Government Relations
The General Assembly convened in February to begin the second year of the two-year legislative session. Governor Josh Shapiro gave his budget address to both chambers on February 3. Budget hearings with agencies in the administration are well under way and negotiations among House and Senate leaders will soon begin in earnest … just a few months after enacting the FY 2025-26 budget, six months past due!
PDA will monitor all budgetary issues impacting dentistry: Medicaid and Rural Health Transformation Plan funding through the Department of Human Services, and health care practitioner loan repayment and Donated Dental Services funding through the Department of Health, among other things. See page 6 for more details on the Governor’ s proposed budget.
Rural Health Transformation Plan
The Centers for Medicare & Medicaid Services( CMS) recently announced that all 50 states will receive awards under the Rural Health Transformation Program, a $ 50 billion initiative established under President Trump’ s Working Families Tax Cuts legislation to strengthen and modernize health care in rural communities across the country.
The Rural Health Transformation Program’ s $ 50 billion in funds will be allocated to approved states over five years, with $ 10 billion available each year from 2026 through 2030.
In 2026, states will receive first-year awards from CMS averaging $ 200 million, within the range of $ 147 million to $ 281 million. Pennsylvania was granted about $ 193 million for year one. The state has until September 2027 to use the fundings that it has received this first year.
States are to invest this funding to expand access to care in rural communities, strengthen the rural health workforce, modernize rural facilities and technology, and support innovative models that bring high-quality, dependable care without having to travel long distances.
Addressing oral health disparities is part of Pennsylvania’ s RHTP, but the degree to which remains to be seen, as does when exactly dental-related initiatives would come to fruition in the five-year window when federal funding is available.
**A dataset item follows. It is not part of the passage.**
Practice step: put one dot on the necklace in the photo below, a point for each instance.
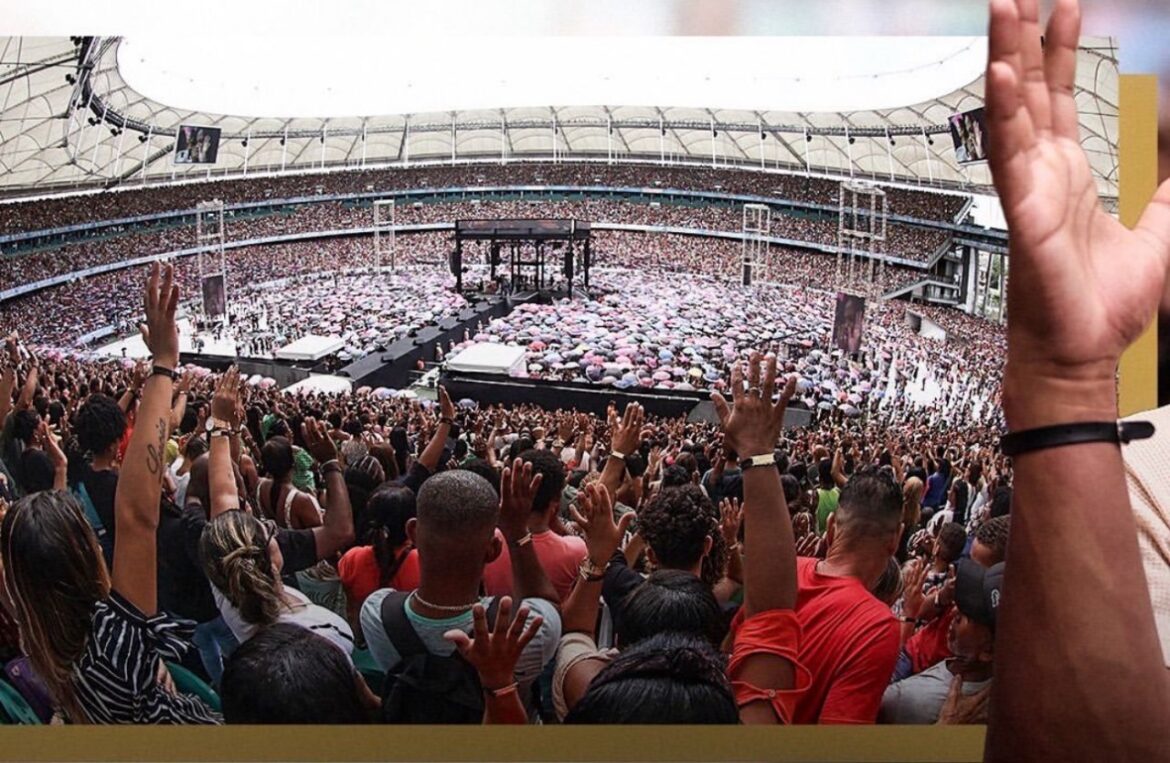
(461, 607)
The plan does specifically include the University of Pittsburgh School of Dental Medicine’ s initiative to create dental regional training centers in rural areas as an example of how RHTP funding may be used. There is also mention of using the funding to offer financial incentives such as a scholarship program for dentists and dental team members to practice in rural areas.
PDA reached out to the Department of Human Services to partner with the department as funds are released and they begin to implement year one of the plan. We have been asked to serve on the Governor’ s advisory council tasked with offering recommendations and guidance on the RHTP.
Artificial Intelligence( AI) in Health Care
PDA recently submitted comments to the House Communications and Technology Committee regarding proposed legislation regulating the use of AI in health care. While the bill is more germane to hospitals and other large health systems, we thought it prudent to go on the record with comments and a request that the committee engage with PDA on AI-related legislation so that any requirements impacting dentistry make sense to dentists and dental practices.
PDA provided the following feedback to the committee:
• It is sometimes unclear in proposed legislation whether the intent is to include dentistry due to ambiguous definitions of health insurance policies, health care provider and health care facility. Specificity / clarity in such definitions greatly simplifies enforcement following enactment.
• While it is important to disclose the use of AI to patients, compliance with other requirements such as submitting an annual report to the Department of Health would likely be overly burdensome to small group dental practices and solo practitioners. This is especially true for those who already face administrative hassles as Medicaid providers. PDA recommends excluding dentistry from requirements that are intended for large health systems and hospitals, which have more resources to handle compliance issues.
• As with medicine, while AI has a role to play in dentistry – such as with imaging and diagnosis and treatment planning – it is no substitute for human expertise and clinical judgement.
• While PDA sees the value in insurers using AI for administrative tasks and to expedite claims processing, we believe that humans with appropriate clinical expertise will always play a vital role in evaluating and making determinations related to prior authorization and coverage.
Dental Insurance Reform( DIR) legislation
PDA continues to press key legislators to move our DIR legislation through committee to a floor vote. Credentialing reform bills were introduced in both the House and Senate, and the Dental Loss Ratio( DLR) bill, already introduced in the House, will likely be introduced in the Senate this spring.